Selecionamos as tendências e iniciativas que mais deram o que falar em 2025 e impactaram o ecossistema musical.
Confira abaixo!
4 tendências e iniciativas que deram o que falar em 2025
Consolidação e novas fronteiras de distribuição para grandes players
Fusões, aquisições ou novas parcerias entre grandes players da indústria musical (gravadoras, plataformas de streaming, empresas de tecnologia), como a parceria da Warner Music Group (WMG) e Bain Capital, e a aquisição da Downtown Music Holdings pela Virgin Music Group que foi anunciada em dezembro de 2024 e finalizada em 2025, foram destaques da indústria neste ano.
Também é preciso lembrar da Sony Music, que continuou sua estratégia de expansão em mercados emergentes e locais adquirindo a gravadora independente tcheca Supraphon e a Lusafrica, para ampliar seu alcance na música lusófona e africana. Isso impacta diretamente a competitividade, a negociação de royalties e as oportunidades para artistas independentes.

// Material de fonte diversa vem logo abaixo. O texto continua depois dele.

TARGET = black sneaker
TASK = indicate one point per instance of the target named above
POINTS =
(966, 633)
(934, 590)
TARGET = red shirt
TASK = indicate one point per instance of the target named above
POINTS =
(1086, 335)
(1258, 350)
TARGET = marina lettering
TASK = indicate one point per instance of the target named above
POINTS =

Menos players podem significar maior poder de barganha para as grandes empresas, mas também a criação de ecossistemas mais integrados, que podem gerar novas formas de distribuição e monetização. Para novos negócios, a IA pode identificar nichos e estratégias de marketing que contornam a saturação dos grandes canais, trazendo novas fontes de receita.
Ascensão contínua da Inteligência Artificial na criação e consumo
A IA foi um dos temas centrais em 2025, seja na criação de músicas, personalização de playlists, ou na identificação de talentos e tendências. A IA se tornou um motor de inovação; para o marketing, ela oferece segmentação de público precisa, automação de campanhas e análise preditiva de hits. Para artistas e selos, é crucial entender as oportunidades de coprodução com a IA e como proteger direitos autorais.

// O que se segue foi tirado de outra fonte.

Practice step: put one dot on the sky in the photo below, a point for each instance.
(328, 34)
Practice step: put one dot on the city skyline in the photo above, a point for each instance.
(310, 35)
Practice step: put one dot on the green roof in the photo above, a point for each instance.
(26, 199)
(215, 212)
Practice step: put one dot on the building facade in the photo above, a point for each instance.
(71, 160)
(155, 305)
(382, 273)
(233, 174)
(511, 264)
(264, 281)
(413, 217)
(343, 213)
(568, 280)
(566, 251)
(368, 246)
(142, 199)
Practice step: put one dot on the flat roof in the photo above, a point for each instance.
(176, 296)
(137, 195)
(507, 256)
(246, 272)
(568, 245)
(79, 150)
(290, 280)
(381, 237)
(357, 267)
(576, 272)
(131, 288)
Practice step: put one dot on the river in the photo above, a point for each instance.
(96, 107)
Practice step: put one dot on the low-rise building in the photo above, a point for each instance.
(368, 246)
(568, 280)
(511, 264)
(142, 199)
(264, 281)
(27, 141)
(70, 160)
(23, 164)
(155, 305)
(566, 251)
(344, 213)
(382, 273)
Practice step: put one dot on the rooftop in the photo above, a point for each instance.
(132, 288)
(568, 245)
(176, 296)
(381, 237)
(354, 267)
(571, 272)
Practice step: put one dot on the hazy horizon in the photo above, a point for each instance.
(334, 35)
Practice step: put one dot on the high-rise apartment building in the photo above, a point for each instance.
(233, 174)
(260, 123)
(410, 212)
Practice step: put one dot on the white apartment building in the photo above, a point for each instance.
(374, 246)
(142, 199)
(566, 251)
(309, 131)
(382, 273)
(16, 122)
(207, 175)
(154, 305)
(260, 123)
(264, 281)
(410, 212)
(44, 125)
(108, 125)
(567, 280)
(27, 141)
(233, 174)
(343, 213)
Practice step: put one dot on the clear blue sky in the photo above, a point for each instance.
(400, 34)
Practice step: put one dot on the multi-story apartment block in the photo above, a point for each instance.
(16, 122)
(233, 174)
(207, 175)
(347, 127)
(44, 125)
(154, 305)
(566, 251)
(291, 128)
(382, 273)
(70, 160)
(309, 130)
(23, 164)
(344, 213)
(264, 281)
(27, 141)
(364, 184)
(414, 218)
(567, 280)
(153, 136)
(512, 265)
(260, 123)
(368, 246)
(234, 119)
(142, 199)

Em setembro de 2025, a taxa de músicas entregues para as plataformas de streaming que eram geradas por IA atingiu um recorde de 28%. A Deezer divulgou que esse crescimento contínuo começou em janeiro com 10% e subiu para 18% em abril, e esses dados levantaram debates acalorados sobre direitos autorais, originalidade e o futuro da produção musical, desafiando a indústria a gerenciar esse volume crescente de obras.

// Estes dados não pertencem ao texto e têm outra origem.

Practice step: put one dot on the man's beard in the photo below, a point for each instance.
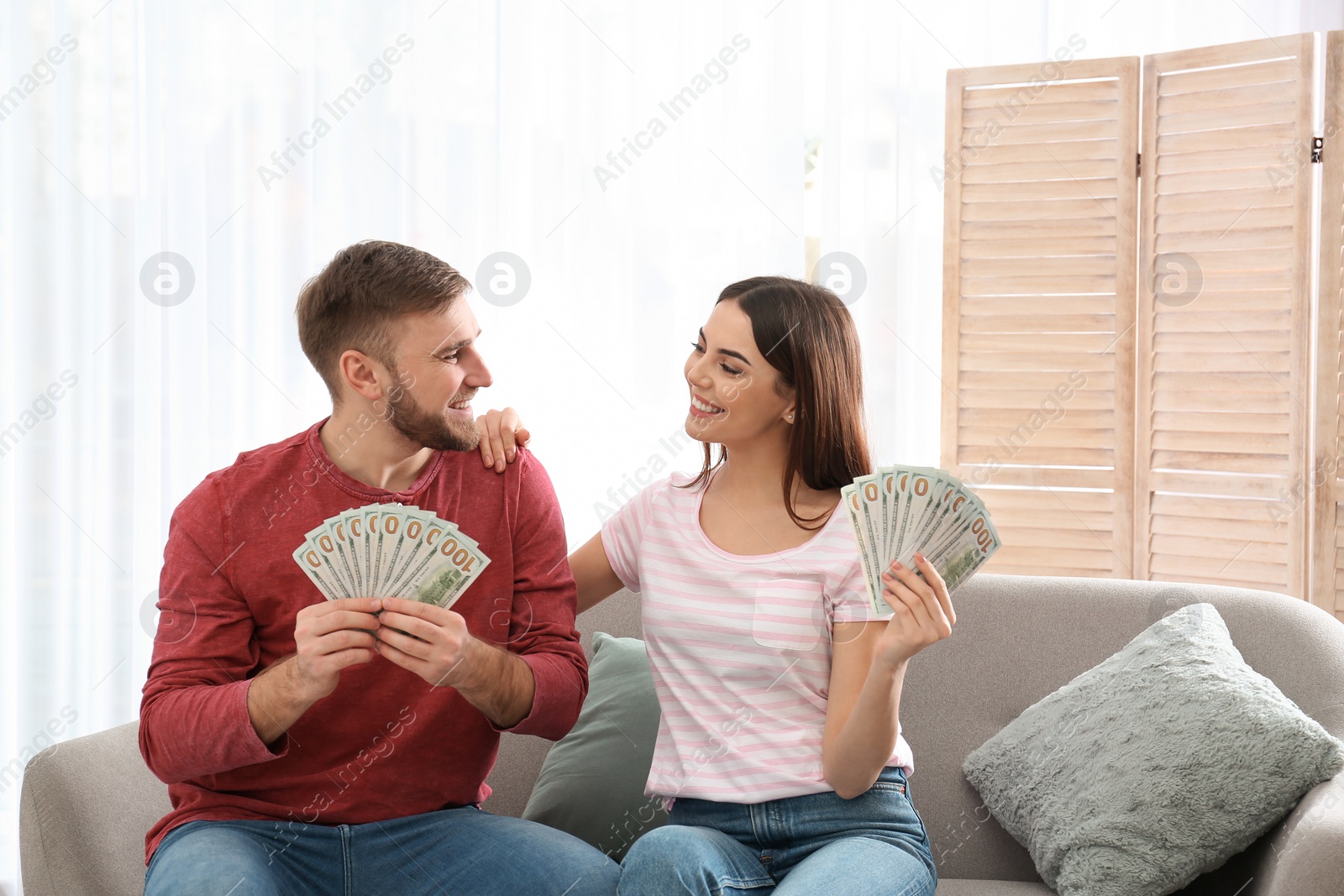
(437, 432)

No fim de 2025, algumas plataformas de streaming como o Spotify tiraram do ar todas as obras geradas 100% por IA, trazendo um novo capítulo para essa discussão e botando ainda mais em evidência a urgência de regulação da IA na música.
O papel crescente das comunidades de fãs:
A força das comunidades online e o impacto do conteúdo gerado por fãs (como desafios no TikTok, remixes e covers) continuam a moldar a popularidade musical.
Artistas e marcas precisam investir em estratégias que incentivem a participação dos fãs e transformem consumidores também em promotores. A IA pode ajudar a monitorar tendências de UGC, identificar influenciadores e otimizar campanhas virais, sendo essencial para o marketing moderno.
Além disso, criar comunidade em plataformas direct-to-fan tem sido uma tendência já adotada no território Ásia-Pacífico e está sendo cada vez mais adotada no ocidente e na américa latina.
Consolidação das turnês nacionais em estádios
O ano de 2025 consolidou a tendência de grandes artistas nacionais lotarem estádios e arenas, algo antes mais comum com shows internacionais no Brasil. A turnê de despedida de Gilberto Gil, “Tempo Rei“, foi um exemplo notável, com apresentações em estádios para milhares de fãs no país inteiro.
Bandas e artistas como Os Paralamas do Sucesso, Ney Matogrosso e Planet Hemp, com sua turnê de despedida, também vivenciaram esse sucesso, lotando o Allianz Parque em São Paulo em diferentes ocasiões.
Esse movimento marcou uma valorização expressiva da música popular brasileira e do entretenimento ao vivo em larga escala que, ao que tudo indica, veio para ficar, já que 2026 possui um calendário cheio desde o começo, com nomes como Liniker e Xuxa repetindo a fórmula de sucesso.